Although relatively rare in the United States, esophageal cancer is the seventh leading cause of cancer-related death in American men, and adenocarcinoma of the esophagus represents the most rapidly increasing solid tumor malignancy. Survival achieved with surgery or chemoradiotherapy is only 25% to 35% at 5 years. With the use of combined chemoradiotherapy followed by surgery, 5-year survival rarely exceeds 30% to 35%. The limitations of combined modality mandate the evaluation of novel investigational approaches. Trials of newer chemotherapy regimens combining paclitaxel or irinotecan with cisplatin and radiation have suggested a potential to improve the therapeutic index of chemoradiotherapy. Weekly paclitaxel or irinotecan in combination with cisplatin and concurrent radiotherapy is now the subject of national trials being conducted by the Eastern Cooperative Oncology and Radiation Therapy Oncology Groups. Although research continues with conventional cytotoxic agents, it is increasingly clear that we may have reached the limit of the benefit that can be achieved with conventional chemotherapeutic agents.
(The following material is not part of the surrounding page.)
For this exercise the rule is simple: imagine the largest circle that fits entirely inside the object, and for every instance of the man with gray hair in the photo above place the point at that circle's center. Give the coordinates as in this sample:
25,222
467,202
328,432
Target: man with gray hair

The identification of specific, biologic mechanisms of growth regulation, tumor angiogenesis, and metastasis has led to new drug development in an attempt to target and inhibit these specific pathways. Promising targets include growth factor receptors and their activating ligands, the tyrosine kinase pathways responsible for signal transduction across these receptors, and the downstream pathways within the cell.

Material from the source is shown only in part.